The following list of texts and writers is confirmed, though minor changes and substitutions may occur. Some of these and some additional texts may be available as e-texts. 

Alexie, Sherman. The Lone Ranger and Tonto Fistfight in Heaven. New York: Grove Atlantic, 2005. ISBN-13: 978-0802141675 ($15.00

Anaya, Rudolpho. Bless Me, Ultima. New York: Warner Books, 1999. ISBN-13: 978-0446675369 ($13.95)

 

Black Elk Speaks: Being the Life Story of a Holy Man of the Oglala Sioux/ Premier Edition. By John G.Niehardt. Albany: S U N Y Press, 2008.ISBN-13: 978-1438425405 ($19.95)


Franklin, Tom. Poachers. New York: Harper Collins, 1999. ISBN-13: 978-0688177713 ($12.95)
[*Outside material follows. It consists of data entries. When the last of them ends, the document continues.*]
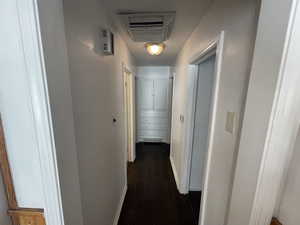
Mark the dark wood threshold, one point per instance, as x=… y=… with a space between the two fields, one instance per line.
x=275 y=221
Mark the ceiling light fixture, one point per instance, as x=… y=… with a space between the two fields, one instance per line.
x=155 y=48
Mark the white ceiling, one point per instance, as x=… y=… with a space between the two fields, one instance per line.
x=188 y=15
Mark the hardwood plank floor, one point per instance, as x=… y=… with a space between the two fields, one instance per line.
x=152 y=197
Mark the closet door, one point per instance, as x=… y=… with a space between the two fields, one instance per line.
x=153 y=109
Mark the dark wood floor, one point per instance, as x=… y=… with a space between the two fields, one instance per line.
x=152 y=197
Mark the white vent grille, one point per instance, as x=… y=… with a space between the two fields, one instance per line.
x=148 y=26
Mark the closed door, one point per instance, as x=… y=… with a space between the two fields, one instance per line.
x=153 y=109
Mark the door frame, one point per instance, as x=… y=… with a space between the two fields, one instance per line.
x=215 y=47
x=131 y=154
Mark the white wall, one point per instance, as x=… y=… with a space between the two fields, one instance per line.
x=4 y=218
x=271 y=116
x=97 y=93
x=16 y=110
x=202 y=116
x=58 y=80
x=154 y=101
x=290 y=200
x=239 y=20
x=25 y=111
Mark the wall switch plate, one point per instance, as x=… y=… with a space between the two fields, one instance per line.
x=230 y=122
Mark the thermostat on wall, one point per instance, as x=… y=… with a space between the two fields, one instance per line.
x=108 y=42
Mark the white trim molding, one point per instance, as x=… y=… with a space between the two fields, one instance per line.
x=119 y=209
x=215 y=47
x=283 y=127
x=175 y=174
x=35 y=68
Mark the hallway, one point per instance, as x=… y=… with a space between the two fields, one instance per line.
x=152 y=197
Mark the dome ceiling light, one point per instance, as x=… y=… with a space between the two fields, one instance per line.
x=155 y=48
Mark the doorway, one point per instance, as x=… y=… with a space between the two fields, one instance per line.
x=205 y=81
x=206 y=70
x=129 y=107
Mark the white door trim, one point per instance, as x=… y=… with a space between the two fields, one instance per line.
x=261 y=208
x=131 y=156
x=215 y=47
x=37 y=82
Hawthorne, Nathanial. The Scarlet Letter. New York: Signet Classics,2009. ISBN-13: 978-0451531353 ($3.95)

 

Jewett, Sarah Orne. The Country of the Pointed Firs and Other Stories. New York: Signet Classics ISBN-13: 978-0451531445 ($6.95)

 

Southern Local Color: Stories of Region, Race, and Gender. Eds. Barbara C. Ewell and Pamela Glenn Menke. Athens: U Georgia P, 2002.  ISBN-13: 978-0820323176 ($24.00)

 

Wharton, Edith. Ethan Frome. New York: Signet Classics, 2000. ISBN-13: 978-0451527660 ($2.95)
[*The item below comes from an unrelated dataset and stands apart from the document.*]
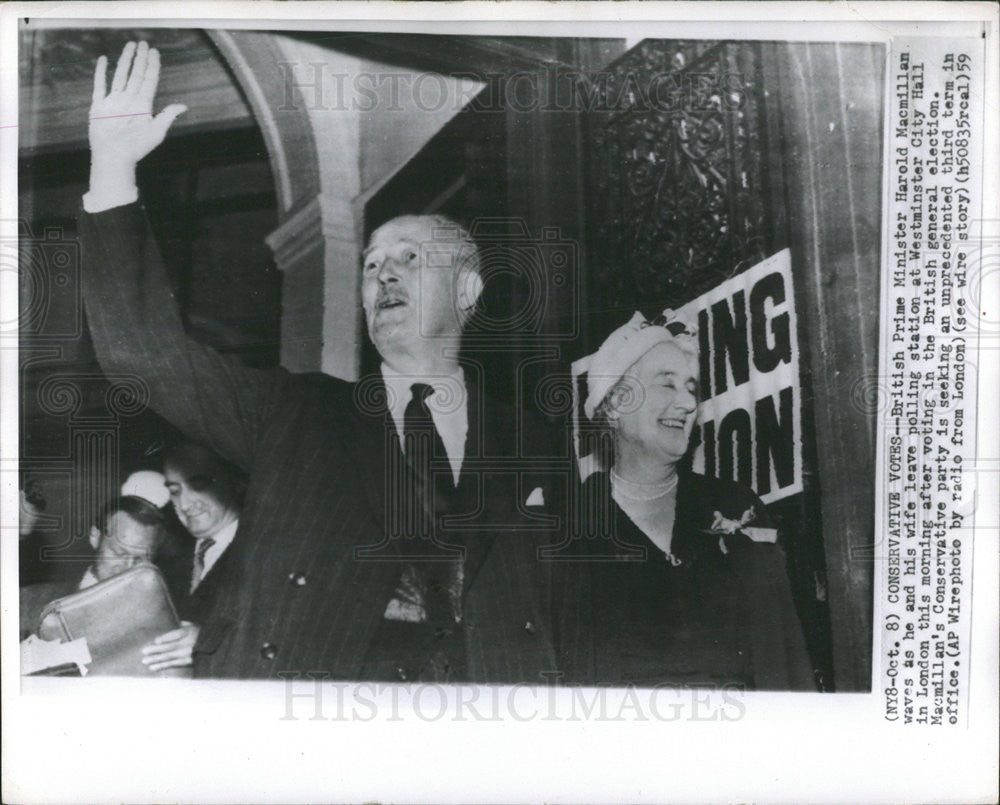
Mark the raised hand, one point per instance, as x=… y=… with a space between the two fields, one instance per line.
x=122 y=127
Additional texts will be provided online.

Recommended
Instant Access: The Pocket Reference for Writers. Michael L. Keene and Katherine H. Adams. Eds. New York: McGraw-Hill, 2003.

 

*These books may also be available for purchase at Maple Street Books (support your local bookstores!) If you're trying to cut costs, many texts are also available secondhand through other commercial booksellers.


Course Pre-requisites

Course Requirements

Weekly Comments  (35%)

The heart of this course (apart from reading the texts themselves) will be our electronic "discussions": asking and answering each other's questions and sharing our responses. These discussions will be conducted on the "Discussion Board" of Blackboard.com.  Students will be expected to post a substantive comment  (150-300 words) in response to the text and my introductory remarks by Monday midnight. By the next Thursday, everyone in the class will have commented on or reacted to the responses of least two other people (100-150 words each).

Your participation in these weekly discussions, including the timely submission of comments and responses, will be graded contractually (all assignments = A; fewer = B, etc.) and will constitute your "class attendance."

You will be responsible for timely and regular contributions to the discussion group every week. If any lateness or irregularity persists in your submissions, you will be asked to drop the course or receive a failing grade.

Keeping up with these discussions is one of the most challenging parts of an online course, and falling behind is the chief reason for attrition--just remember that "online" isn't the same as "self-paced."

Writing Assignments (25-30%)
The formal writing in this course will be a series of assignments based on the contexts of and works by American regional writers, both those covered in the course and from a supplementary list.  These assignments, due throughout the semester and involving various degrees of research, will provide some of the basic content for a final collaborative presentation.

Wiki Presentation of Research (15-20%)
A final collaborative electronic presentation (wiki or website) on one or more of the writers and regions covered in the class to be presented at the December on-campus meeting.

Final Examination (15-20%)
A comprehensive essay exam. Due on or about December 7 meeting.

IF YOU DECIDE TO REGISTER FOR THIS COURSE, BE SURE THAT YOUR  E-MAIL ADDRESS IS ACCURATE IN LORA and on BLACKBOARD; IF IT ISN'T, YOU WILL NOT RECEIVE IMPORTANT INFORMATION ABOUT THE COURSE.